By the 1980s, activists commonly organized themselves into soccer squads to confound the regime. They could travel easily across international borders, and matches represented a valuable source of money for underground anti-apartheid organizations. Peter Alegi, a historian and author of African Soccerscapes, told me that as early as 1944, the revenue from soccer matches was being handed over to the ANC. Patson Banda, a former player for the Orlando Pirates, remembers one game that was played across the border in Zimbabwe in front of more than 100,000 paying fans. Again, the ANC received the proceeds collected at the gate.
Soccer kept countering apartheid — white teams knew that to test themselves they had to play against the black teams, and unofficial games became more and more common. The truth became obvious: The white league was second class. Few were surprised at its collapse in 1977. Sono, when he returned from his lucrative stint alongside Pelé in the New York Cosmos, made a very political statement in 1982 apartheid South Africa — he bought the white soccer powerhouse, Highlands Park.
By the late 1980s, soccer matches were at center stage of the country’s rapidly evolving politics. ANC flags, which were still banned, were seen openly in soccer stadiums, a sign of the regime’s weakening grip on power. In 1991, South Africa’s current soccer federation was founded. During its inaugural meeting, it made the astonishing assertion that its formation was "only natural … as the sport of soccer had long led the way into breaking the tight grip of racial oppression." It was an audacious statement, even dangerous, as the fall of apartheid was still a more than two years away.
While the national squad arrived with a bang on the international scene, winning the Africa Cup of Nations in 1996 and qualifying for two World Cups, 2010 finds them with a much weaker squad. Their best players have followed the money to Europe and back at home, the national soccer federation has only been able to organize friendly matches against second-tier countries in the run-up to their day in the sun. The general feeling, according to Mninawa Ntloko, the sports editor of South Africa’s Business Day, is that while blacks supported the rugby victory in 1995, the favor has not yet been returned.

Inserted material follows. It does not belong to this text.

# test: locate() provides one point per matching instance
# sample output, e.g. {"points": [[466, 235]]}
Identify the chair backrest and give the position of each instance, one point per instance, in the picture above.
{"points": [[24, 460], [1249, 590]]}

Despite South Africa’s progress, much work remains to be done before soccer is truly a sport that bridges the country’s pernicious racial divide. The national team, Bafana Bafana, or "the Boys" in Zulu, has only one white player. While the Cape Town stadium was built in a white part of town, its heart is still four miles offshore, on Robben Island. The World Cup stands will likely be a portrait of racial diversity, as fans come from far and wide to watch the games, but most matches in South Africa’s local leagues are still black-only affairs.
However, with the World Cup, some think the tide might finally be turning. "I’m beginning to see it now. Just in this last month," says Ntloko. "You see white children in Bafana Bafana shirts."
As the 2010 World Cup kicks off, there has been a great deal of speculation about whether the tournament will make South Africa rich. In monetary terms, the answer is resoundingly no. The hosts build the infrastructure, but it is FIFA, soccer’s international governing body, that reaps the profits from television and sponsorship rights. Still, the tournament will be invaluable for other, less tangible, reasons. It will provide South Africans with an opportunity to reflect on how far their country has come from the days of apartheid, and the work that remains to be done. Even with apartheid dead and gone, the story of soccer still lies at the heart of South African politics.